I would argue that being bluntly told the circumstances in which the young woman died, and gauging the characters’ reactions that follow from it, negates the melodramatic need to then see the action enacted for the viewer 60 minutes later. As with the religious shoehorning, the scene feels more calculated for spectacular impact and modern shock value than offering anything of real value to consider.

In the UK, Priestley’s play is on the English Literature GCSE syllabus, which means that many hundreds of thousands of younger viewers have already been introduced to the socialist principles at play within the text. Unless you’re a self-styled Donald Trump, I would imagine that the Inspector’s prescient admonishment won’t be entirely lost on those that are new to the play:

There are millions and millions of Eva Smiths and John Smiths still left with us, with their lives and hopes and fears, their suffering and chance of happiness all intertwined with our lives, and what we think, and say, and do. We don’t live alone upon this earth. We are responsible for each other. And if mankind will not learn that lesson, then the time will come, soon, when he will be taught it in fire … and blood … and anguish.
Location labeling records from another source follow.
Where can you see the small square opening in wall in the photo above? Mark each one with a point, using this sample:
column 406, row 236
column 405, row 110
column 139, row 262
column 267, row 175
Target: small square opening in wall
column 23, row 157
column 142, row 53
Whilst Priestley, through the Inspector, is reflecting on the two world wars, one could just as easily apply this speech to numerous contemporary issues: the recent refugee crisis in Europe, the Occupy Wall Street movement, the financial crisis of 2007-08, and the rise of ISIS.

As a part of the BBC’s ‘Literary Dramas’ season for 2015, this adaptation is one of at least nine that the BBC has produced in both television and radio formats over the years; yet, despite the fluctuations of socialism in the past century, this latest iteration addresses issues of accountability and responsibility at a time when it seems especially pertinent to reflect upon such matters. Of course, this is more down to the perpetual power of Priestley’s play than any especial need by the BBC to cause an uprising of the disenfranchised; however, it does make for a thoughtful and much-needed break from the typical domestic period dramas that proliferate on our TV screens in the name of culture.